We want to share some quick statistics today. We we just completed running our citation parser across the entire CourtListener collection. If you follow our work, you'll know that the purpose of the citation parser is to go through every opinion in CourtListener and identify every citation from one opinion to another (such as "410 U.S. 113"). Once identified, the parser looks up the citation and attempts to make a hyperlink between the opinions so that if you see a citation while reading, you can click it to go to the correct place.

As you can imagine, looking up every citation in every opinion in CourtListener can take some time, so we only run our citation finder when we need to. In this case:

  • The process ran continuously for two weeks.
  • It ran a total of 253,872,460 queries against our search engine.
  • It found 25,471,410 citations between opinions.
  • There are about three million opinions currently in CourtListener.

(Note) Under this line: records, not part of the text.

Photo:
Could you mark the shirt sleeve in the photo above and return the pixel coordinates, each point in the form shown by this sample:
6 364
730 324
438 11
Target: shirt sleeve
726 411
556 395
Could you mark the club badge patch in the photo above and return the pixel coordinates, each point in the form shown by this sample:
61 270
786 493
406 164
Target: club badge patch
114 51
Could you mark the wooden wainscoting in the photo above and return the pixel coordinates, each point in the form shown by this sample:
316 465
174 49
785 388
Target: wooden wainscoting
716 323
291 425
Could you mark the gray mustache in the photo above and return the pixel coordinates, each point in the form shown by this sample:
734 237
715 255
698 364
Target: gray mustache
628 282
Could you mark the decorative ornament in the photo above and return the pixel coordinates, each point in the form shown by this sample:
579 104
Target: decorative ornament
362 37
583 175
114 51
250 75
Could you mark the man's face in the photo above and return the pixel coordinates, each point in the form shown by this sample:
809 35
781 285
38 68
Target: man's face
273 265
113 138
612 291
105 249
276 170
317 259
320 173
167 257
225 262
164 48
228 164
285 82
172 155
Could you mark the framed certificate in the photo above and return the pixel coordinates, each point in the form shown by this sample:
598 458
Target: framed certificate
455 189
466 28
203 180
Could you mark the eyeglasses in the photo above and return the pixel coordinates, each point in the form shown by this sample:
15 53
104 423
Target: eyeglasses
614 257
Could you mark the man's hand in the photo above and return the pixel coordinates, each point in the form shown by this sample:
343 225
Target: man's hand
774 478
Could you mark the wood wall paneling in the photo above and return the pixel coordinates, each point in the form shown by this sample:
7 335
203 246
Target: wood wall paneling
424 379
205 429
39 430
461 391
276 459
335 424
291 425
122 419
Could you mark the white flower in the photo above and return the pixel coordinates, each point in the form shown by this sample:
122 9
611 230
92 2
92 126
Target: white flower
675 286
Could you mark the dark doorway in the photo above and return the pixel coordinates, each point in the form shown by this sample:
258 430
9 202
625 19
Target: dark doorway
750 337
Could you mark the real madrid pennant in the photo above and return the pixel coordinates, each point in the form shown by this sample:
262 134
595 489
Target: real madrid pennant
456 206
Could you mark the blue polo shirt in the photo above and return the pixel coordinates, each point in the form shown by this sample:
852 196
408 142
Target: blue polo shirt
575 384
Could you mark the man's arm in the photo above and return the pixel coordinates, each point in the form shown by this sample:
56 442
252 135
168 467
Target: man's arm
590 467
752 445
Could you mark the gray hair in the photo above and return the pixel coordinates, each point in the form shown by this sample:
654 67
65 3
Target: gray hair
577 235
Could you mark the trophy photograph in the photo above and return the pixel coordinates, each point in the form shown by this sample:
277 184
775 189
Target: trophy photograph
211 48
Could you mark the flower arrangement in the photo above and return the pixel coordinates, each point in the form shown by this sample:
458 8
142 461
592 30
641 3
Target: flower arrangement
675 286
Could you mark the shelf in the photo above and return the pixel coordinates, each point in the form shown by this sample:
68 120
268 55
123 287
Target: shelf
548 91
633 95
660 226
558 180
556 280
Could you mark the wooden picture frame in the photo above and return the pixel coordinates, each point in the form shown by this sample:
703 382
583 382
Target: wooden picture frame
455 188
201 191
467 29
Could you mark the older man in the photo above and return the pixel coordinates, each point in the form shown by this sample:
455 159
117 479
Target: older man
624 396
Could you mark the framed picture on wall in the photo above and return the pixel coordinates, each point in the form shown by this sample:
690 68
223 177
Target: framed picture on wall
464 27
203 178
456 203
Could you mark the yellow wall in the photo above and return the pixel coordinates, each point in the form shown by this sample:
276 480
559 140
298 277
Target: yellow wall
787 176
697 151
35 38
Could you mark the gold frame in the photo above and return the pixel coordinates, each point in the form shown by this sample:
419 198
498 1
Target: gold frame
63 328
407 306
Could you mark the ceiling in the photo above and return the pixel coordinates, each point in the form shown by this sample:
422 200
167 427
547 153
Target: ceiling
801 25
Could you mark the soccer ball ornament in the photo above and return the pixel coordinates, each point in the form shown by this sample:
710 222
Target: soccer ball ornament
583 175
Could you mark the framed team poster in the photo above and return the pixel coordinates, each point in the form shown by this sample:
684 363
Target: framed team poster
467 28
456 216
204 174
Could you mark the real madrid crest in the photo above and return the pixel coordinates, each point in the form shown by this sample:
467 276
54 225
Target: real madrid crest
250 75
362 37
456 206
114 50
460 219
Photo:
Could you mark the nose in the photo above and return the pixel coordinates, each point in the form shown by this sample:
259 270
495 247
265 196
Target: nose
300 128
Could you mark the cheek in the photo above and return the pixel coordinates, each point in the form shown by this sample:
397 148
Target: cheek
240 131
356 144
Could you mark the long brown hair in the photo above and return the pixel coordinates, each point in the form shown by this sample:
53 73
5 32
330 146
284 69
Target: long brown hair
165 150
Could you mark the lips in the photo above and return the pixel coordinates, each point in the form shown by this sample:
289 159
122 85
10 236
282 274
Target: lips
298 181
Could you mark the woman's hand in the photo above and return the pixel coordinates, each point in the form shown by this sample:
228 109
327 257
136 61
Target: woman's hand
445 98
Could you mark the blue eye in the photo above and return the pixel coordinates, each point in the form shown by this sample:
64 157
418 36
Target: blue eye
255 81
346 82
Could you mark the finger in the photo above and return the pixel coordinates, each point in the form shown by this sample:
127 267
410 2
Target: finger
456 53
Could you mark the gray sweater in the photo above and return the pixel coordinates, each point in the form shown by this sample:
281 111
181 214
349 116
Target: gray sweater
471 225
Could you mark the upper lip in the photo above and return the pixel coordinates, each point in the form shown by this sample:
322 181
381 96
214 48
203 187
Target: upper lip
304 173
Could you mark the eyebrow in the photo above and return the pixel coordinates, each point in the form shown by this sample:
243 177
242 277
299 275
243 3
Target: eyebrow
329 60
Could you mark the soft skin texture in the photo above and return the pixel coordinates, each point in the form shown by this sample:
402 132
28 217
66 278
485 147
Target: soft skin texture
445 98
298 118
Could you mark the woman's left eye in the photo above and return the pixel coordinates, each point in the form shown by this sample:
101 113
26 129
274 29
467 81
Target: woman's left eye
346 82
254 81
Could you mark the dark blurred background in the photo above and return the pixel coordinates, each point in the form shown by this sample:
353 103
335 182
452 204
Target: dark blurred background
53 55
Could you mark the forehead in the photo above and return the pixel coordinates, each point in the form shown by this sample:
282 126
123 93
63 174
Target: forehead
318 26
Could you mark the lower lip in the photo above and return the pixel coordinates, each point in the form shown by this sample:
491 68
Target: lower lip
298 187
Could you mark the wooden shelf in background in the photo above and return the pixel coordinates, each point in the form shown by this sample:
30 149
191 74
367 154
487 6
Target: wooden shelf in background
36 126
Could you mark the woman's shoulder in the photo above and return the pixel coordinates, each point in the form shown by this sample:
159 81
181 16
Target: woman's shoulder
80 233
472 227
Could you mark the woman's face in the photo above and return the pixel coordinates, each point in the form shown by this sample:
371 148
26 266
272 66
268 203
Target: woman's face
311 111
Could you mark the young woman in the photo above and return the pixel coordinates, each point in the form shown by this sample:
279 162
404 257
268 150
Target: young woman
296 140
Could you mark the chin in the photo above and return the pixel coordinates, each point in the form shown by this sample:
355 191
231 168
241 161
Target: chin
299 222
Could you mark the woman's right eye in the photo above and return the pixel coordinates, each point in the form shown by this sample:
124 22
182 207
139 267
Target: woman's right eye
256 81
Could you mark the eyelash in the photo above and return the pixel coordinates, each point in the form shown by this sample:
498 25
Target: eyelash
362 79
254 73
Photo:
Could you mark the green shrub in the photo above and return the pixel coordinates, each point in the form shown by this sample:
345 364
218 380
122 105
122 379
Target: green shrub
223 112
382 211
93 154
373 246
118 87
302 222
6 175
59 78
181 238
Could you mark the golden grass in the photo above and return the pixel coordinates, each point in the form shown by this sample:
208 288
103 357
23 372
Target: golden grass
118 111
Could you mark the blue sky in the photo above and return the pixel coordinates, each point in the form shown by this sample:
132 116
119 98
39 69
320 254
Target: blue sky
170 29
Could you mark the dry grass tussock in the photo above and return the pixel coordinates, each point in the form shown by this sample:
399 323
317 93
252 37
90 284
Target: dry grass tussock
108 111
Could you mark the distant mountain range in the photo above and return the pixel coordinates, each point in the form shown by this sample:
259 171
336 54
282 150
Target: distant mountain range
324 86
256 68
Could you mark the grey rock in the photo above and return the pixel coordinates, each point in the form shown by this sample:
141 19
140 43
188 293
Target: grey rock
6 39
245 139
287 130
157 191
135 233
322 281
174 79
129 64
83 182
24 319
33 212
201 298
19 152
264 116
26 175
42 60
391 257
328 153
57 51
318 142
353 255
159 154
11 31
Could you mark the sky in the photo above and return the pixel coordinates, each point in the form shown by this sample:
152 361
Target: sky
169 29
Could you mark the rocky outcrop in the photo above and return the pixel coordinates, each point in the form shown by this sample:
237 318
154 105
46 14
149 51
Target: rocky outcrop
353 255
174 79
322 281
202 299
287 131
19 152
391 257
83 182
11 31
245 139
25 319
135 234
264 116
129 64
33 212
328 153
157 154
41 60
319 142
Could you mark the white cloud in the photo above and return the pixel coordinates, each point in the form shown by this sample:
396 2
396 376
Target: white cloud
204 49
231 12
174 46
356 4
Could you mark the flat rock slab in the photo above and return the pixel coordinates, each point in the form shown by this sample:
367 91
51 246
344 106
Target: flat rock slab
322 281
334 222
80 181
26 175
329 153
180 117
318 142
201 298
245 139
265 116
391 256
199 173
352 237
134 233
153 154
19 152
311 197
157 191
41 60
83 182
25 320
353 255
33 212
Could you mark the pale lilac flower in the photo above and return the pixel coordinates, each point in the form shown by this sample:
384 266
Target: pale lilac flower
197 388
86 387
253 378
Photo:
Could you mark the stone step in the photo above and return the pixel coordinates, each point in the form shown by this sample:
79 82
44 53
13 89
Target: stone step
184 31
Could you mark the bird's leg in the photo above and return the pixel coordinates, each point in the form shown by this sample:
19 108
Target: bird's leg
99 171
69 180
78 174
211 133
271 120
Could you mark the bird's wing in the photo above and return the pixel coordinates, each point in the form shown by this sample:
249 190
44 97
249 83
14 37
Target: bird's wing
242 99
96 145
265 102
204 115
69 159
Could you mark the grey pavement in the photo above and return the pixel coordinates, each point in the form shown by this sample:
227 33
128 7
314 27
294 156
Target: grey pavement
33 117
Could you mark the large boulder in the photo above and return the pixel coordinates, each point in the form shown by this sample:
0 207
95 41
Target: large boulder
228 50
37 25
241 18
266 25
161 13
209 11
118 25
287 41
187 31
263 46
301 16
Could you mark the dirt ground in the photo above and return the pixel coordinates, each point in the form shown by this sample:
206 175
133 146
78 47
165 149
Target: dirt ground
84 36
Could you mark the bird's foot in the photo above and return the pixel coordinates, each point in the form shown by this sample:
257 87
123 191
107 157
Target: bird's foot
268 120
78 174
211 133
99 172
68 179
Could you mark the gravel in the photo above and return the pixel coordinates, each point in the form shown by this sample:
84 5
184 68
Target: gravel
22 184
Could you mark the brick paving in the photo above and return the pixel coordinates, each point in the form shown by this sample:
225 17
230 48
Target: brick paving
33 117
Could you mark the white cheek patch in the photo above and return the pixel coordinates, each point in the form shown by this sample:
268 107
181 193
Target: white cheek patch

After running the parser, the first stop I like to take is to go and see the search results ordered by citation count. In an upset, Strickland v. Washington, the former leader, has been pushed to third place by Anderson v. Libby Lobby and by Celotex v. Catrell:

Most Cited Opinions

The Most Cited Opinions in CourtListener

Since the citations also impact the relevance engine, I also like to see which cases are considered the most relevant when no query is made. In this case, the top five are:

  1. With 34,260 cites, Anders v. California
  2. With 1,589 cites, Boyd v. United States
  3. With 1,548 cites, Weeks v. United States
  4. With 28,212 cites, Miranda v. Arizona
  5. With 48,998 cites, Strickland v. Washington

If you're wondering why the most cited cases are not the most relevant cases, the answer is that relevance is a combination of both what cites a case and how many times it is cited. For example, if a case is cited many times by cases that in turn are never cited, that case might not be as relevant as one that is cited a few times by other cases that are very popular. If this sounds confusing, that's because it's a recursive technique. The relevance of every item affects every item. The more a case is cited by cases that are cited by many cases that are cited by many cases that are cited by many casesand so onthe more relevant it is.

Running the citation parser requires our servers to do a lot of work, so we only run it when we need to. This time we needed to run it as part of the major upgrade we just finished so that the database and search engine were updated properly.

As always, we're proud to offer these citations as a CSV in our bulk data or via the CourtListener API.